Davis agrees that cold emails don’t work. They’re too easy. Instead, she recommends that entrepreneurs take a good look at their own businesses and then imagine the perfect investor for it.
This is important. Some investors, for instance, won’t put their money in start-ups. They only want established businesses. You’d be wasting your time, then, pitching these investors if your business is less than a year old. Others only invest in certain sectors. If you pitch your restaurant business to an investor who only puts money into companies focused on clean energy, you are again wasting your time.
Like Labowitz, Davis says networking is the key. Most serious investors want to be introduced to you by someone they already know. This means you’ll have to network. Research the investors you want to pitch. Find out if they went to the same school as some of your family members or friends or if they volunteer with the same community organizations.
Networking does take time, but it’s critical, Davis says.

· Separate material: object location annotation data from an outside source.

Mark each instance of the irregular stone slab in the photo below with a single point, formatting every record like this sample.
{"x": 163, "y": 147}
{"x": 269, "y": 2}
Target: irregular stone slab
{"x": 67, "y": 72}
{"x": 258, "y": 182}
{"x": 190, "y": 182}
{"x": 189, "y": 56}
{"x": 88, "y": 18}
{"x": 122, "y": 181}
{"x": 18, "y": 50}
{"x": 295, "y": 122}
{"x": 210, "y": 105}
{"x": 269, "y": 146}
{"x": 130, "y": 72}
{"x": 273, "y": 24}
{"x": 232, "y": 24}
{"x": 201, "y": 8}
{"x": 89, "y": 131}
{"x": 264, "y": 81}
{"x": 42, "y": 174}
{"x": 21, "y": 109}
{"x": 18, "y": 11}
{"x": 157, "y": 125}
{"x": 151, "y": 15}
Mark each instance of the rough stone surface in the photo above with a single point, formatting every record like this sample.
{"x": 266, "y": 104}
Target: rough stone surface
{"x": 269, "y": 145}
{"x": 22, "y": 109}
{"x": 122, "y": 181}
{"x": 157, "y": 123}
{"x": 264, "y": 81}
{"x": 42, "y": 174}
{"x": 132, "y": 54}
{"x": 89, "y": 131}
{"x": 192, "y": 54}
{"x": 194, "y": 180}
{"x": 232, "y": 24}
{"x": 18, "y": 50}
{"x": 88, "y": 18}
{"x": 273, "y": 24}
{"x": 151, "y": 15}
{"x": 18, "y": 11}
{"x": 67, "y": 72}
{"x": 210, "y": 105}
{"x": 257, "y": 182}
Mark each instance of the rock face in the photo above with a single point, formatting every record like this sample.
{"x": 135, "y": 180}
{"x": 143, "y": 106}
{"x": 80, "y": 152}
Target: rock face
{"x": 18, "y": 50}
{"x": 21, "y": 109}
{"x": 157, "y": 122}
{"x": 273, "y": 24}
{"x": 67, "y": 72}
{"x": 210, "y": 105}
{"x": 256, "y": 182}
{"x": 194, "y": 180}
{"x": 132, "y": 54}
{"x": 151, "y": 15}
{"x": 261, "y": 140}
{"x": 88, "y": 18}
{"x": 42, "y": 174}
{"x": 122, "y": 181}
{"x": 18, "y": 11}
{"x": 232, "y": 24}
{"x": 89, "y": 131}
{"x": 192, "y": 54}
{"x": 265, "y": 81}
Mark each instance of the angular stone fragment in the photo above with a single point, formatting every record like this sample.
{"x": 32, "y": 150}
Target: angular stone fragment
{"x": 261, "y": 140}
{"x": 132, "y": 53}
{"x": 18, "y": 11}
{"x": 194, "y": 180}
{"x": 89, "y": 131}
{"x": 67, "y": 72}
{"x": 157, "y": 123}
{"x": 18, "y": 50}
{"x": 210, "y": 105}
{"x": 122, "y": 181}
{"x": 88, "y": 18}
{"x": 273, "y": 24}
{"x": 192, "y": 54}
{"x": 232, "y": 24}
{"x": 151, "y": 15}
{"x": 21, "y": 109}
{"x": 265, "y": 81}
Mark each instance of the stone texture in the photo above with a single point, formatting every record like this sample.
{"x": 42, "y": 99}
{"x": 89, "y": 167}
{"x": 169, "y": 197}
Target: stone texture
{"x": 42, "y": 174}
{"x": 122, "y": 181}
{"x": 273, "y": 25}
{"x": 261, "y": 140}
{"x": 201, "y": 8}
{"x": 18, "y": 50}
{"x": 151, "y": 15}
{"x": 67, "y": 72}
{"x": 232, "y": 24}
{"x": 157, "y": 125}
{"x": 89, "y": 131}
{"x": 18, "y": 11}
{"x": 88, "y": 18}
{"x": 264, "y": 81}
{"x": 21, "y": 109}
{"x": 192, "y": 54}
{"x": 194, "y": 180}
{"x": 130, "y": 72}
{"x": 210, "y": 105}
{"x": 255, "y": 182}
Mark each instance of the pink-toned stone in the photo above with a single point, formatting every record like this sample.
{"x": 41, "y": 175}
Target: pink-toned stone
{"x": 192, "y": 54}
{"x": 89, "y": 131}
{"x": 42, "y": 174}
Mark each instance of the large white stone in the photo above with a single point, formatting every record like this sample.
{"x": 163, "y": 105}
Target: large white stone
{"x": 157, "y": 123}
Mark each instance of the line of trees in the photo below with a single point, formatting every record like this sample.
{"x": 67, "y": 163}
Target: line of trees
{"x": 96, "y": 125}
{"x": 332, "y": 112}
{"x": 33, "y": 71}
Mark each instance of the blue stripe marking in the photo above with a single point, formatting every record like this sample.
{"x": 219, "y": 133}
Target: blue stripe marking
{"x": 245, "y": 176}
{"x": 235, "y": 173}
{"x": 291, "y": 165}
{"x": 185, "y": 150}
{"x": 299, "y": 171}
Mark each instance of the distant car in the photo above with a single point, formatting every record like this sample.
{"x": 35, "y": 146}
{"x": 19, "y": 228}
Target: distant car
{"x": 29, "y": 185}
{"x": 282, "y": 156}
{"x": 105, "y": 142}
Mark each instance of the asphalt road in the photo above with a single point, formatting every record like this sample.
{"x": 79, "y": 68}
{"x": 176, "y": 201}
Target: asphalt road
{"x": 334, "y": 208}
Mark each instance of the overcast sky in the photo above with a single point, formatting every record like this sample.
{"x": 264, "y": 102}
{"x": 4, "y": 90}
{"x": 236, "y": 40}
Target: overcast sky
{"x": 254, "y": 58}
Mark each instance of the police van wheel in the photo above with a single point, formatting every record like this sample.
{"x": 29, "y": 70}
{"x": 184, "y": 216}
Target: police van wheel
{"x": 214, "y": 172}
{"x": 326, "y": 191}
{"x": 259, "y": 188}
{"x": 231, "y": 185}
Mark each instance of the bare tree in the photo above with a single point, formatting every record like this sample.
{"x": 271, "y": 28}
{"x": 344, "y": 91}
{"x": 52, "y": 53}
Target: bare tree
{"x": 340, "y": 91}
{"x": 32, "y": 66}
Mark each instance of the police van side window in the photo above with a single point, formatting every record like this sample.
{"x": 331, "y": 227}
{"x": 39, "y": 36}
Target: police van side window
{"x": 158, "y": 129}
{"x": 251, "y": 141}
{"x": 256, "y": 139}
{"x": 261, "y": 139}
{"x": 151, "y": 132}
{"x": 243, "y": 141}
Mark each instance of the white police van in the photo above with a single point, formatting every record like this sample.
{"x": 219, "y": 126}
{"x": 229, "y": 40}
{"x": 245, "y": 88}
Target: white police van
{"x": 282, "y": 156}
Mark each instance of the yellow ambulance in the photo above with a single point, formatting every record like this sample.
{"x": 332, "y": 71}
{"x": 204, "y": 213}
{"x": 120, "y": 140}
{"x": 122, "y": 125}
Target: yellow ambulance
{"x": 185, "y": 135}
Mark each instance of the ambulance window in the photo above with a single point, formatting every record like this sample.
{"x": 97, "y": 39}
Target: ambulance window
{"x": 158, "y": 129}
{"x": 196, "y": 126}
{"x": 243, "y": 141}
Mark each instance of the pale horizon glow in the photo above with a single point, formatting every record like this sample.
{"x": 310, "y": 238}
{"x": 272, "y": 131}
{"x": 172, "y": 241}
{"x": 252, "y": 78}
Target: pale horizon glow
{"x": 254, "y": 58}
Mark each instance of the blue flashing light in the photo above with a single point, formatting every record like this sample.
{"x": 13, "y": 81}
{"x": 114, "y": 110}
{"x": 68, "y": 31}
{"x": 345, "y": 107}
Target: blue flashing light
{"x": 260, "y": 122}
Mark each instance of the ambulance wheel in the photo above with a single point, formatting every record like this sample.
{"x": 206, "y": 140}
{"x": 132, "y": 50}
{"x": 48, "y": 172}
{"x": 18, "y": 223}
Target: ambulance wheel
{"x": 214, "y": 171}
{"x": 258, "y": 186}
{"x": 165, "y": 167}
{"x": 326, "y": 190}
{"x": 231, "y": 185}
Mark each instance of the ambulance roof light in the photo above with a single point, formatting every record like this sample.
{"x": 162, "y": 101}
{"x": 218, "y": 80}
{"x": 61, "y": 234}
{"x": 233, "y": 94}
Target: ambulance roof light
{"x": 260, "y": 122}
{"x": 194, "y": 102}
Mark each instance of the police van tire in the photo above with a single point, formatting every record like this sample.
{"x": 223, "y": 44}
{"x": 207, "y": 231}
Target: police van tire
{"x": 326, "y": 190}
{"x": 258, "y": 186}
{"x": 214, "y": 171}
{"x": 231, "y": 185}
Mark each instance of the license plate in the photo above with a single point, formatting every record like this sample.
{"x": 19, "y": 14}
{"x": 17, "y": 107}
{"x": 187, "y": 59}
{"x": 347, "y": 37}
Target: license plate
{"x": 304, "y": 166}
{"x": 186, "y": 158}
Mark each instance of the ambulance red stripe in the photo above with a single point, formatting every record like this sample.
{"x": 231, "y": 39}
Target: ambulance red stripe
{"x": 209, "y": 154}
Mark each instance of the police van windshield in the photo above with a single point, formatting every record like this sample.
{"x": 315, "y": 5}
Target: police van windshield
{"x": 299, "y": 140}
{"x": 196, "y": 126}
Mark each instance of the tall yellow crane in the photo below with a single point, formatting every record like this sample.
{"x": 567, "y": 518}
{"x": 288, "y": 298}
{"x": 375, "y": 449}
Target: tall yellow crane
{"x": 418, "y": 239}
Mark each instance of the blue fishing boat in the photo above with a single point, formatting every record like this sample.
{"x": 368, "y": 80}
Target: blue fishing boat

“Investors often view this as a test,” she says. “If you can’t do the work to network in to them, why should they believe you can do the hard work to build your business?”
How Do I Get Funding to Start a Small Business?
Getting dollars from investors after your small business has already been running is challenging. Getting funding for a business that you haven’t even started yet? That’s even more of a challenge.
You can seek out a loan from the U.S. Small Business Administration. It’s possible, too, to take out business loans from private lending companies, like us. Just keep in mind the extra steps you may need to take to verify a steady income. These loans can help you build your business in its earliest stages.